La invasión de 2014 también fue rica en provocaciones tradicionales. Habiendo ocupado Crimea en febrero de 2014, Rusia envió fuerzas especiales a otros ocho distritos ucranianos para organizar una guerra irregular.

En marzo de ese año, Putin dejó escapar el tipo de guerra que estaba planeada: “Y veamos esos [Ukrainian] las tropas intentan disparar a su propia gente, con nosotros detrás de ellos, no al frente, sino detrás. ¡Que intenten disparar a mujeres y niños!”. El 5 de julio, las fuerzas especiales rusas se retiraron a la ciudad de Donetsk. Seis días después, el ejército ruso comenzó a bombardear al ejército ucraniano desde el lado ruso de la frontera. Los ucranianos no podrían bombardear Rusia, ya que la opinión pública internacional los culparía de una escalada, pero podrían intentar atacar a los rusos en Donetsk. Este era el punto: “El bombardeo hasta ahora en Donetsk”, como admitió el propio comandante ruso Igor Girkin, “yo soy el responsable”. Habiendo provocado que el ejército ucraniano bombardeara una ciudad ucraniana, Rusia reclutó a más irregulares entre los que sufrían y culpó de todo a los ucranianos. Algo muy similar se puede esperar ahora.

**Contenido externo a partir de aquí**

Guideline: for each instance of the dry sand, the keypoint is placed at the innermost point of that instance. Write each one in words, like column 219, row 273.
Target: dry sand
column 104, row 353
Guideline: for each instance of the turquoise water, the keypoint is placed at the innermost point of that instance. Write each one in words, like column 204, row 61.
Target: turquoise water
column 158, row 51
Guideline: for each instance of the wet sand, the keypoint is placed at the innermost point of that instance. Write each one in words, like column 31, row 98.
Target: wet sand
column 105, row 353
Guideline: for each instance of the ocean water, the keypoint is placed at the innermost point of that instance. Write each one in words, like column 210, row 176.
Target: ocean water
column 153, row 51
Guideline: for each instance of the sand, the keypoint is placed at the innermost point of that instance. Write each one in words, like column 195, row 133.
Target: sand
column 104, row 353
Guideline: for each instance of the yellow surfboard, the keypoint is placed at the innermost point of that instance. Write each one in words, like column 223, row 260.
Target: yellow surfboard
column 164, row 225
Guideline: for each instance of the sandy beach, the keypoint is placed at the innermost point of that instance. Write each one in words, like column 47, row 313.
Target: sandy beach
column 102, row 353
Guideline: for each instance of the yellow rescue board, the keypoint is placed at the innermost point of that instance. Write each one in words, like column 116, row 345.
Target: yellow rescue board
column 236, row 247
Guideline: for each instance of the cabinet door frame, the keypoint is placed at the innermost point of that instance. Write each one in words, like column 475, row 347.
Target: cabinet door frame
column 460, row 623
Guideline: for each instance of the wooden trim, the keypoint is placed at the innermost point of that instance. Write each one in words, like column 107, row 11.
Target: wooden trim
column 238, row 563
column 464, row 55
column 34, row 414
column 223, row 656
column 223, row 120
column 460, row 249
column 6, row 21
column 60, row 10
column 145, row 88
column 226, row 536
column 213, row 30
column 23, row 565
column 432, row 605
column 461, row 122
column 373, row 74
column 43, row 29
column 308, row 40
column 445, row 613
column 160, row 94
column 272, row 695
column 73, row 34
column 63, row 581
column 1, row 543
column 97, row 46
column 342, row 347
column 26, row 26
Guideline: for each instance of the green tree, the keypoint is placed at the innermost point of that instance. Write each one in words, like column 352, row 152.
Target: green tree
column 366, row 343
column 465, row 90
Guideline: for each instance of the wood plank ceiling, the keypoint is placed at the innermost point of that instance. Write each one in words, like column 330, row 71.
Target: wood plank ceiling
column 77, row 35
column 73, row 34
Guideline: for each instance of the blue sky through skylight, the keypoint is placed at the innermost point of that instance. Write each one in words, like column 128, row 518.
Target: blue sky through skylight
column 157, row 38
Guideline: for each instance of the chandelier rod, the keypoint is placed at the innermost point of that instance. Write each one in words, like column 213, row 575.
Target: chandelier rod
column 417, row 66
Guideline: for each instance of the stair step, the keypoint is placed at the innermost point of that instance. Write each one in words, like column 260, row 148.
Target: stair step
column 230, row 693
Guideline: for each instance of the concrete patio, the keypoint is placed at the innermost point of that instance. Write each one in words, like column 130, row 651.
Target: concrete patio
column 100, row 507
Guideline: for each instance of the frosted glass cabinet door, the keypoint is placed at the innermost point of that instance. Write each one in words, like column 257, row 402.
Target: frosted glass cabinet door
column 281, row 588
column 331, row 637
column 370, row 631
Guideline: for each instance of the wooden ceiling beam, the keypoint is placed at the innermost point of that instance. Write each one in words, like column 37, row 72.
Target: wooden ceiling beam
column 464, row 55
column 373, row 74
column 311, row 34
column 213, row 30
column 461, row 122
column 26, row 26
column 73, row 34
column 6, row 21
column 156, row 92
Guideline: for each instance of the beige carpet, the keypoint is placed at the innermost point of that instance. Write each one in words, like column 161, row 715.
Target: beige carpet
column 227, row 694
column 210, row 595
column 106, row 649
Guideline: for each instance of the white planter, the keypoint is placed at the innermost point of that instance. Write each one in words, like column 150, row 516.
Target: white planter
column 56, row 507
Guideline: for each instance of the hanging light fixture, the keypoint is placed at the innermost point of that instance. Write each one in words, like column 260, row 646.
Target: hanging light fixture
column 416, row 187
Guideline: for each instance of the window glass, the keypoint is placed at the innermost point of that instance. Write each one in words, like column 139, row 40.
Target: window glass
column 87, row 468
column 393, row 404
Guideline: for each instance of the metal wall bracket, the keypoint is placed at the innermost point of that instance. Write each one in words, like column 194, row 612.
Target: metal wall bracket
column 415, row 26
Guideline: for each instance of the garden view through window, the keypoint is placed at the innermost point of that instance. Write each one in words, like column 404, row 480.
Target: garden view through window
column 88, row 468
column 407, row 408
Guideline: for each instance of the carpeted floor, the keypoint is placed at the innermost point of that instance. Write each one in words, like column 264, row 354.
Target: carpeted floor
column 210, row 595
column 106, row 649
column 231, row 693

La provocación puede convertirse en una condición necesaria para la acción. Putin ha concentrado fuerzas rusas en la frontera con Ucrania, pero (todavía) no tiene una historia para el pueblo ruso sobre por qué invadiría. Los rusos parecen no creer que se avecina una invasión, y hay pocas señales de que muchos de ellos apoyarían tal cosa si creyeran que su lado es el agresor. Esto abre una cierta vulnerabilidad: si Putin realmente quiere invadir, tendrá que generar alguna ilusión efectiva antes de hacerlo, una que permita a los rusos pensar que está ocurriendo algo más que una guerra de agresión.

Nadie sabe qué hará realmente Putin ni por qué. Puede que esté perdido en su mito personal de la unidad ruso-ucraniana, y realmente imagina que ganará la gloria inmortal al invadir al vecino de Rusia con la lógica de que es el hermano de Rusia y que los ucranianos necesitan un fuerte recordatorio de la fraternidad. Uno puede imaginar una ingenuidad tan aplastante como un compañero adecuado de una carrera de provocación: cuando no crees en nada más, lo que queda es una fantasía infantil. Sea como sea, el hábito de la provocación podría estar dificultando que Putin lea el mundo exterior. Que vivas en una casa de espejos no significa que puedas encontrar la salida.

Ya sea que se avecine una guerra o no, los estadounidenses deben recordar que la provocación ya es parte de ella, y que las provocaciones funcionan en muchos niveles. La administración Biden se resistió a la obvia, que era hacer concesiones bajo presión psicológica. También ha tenido un éxito sin precedentes al señalar escenarios rusos de provocación en el Donbas, haciéndolos así más difíciles de llevar a cabo.

Esto ha privado a los rusos de ventajas tácticas y vías de propaganda. La creatividad y la conciencia histórica de la administración Biden han hecho que la guerra sea más costosa para Rusia. Por supuesto, podría haber otro nivel a considerar: que la movilización (o incluso una invasión) tiene como objetivo desviar nuestra atención de otra cosa.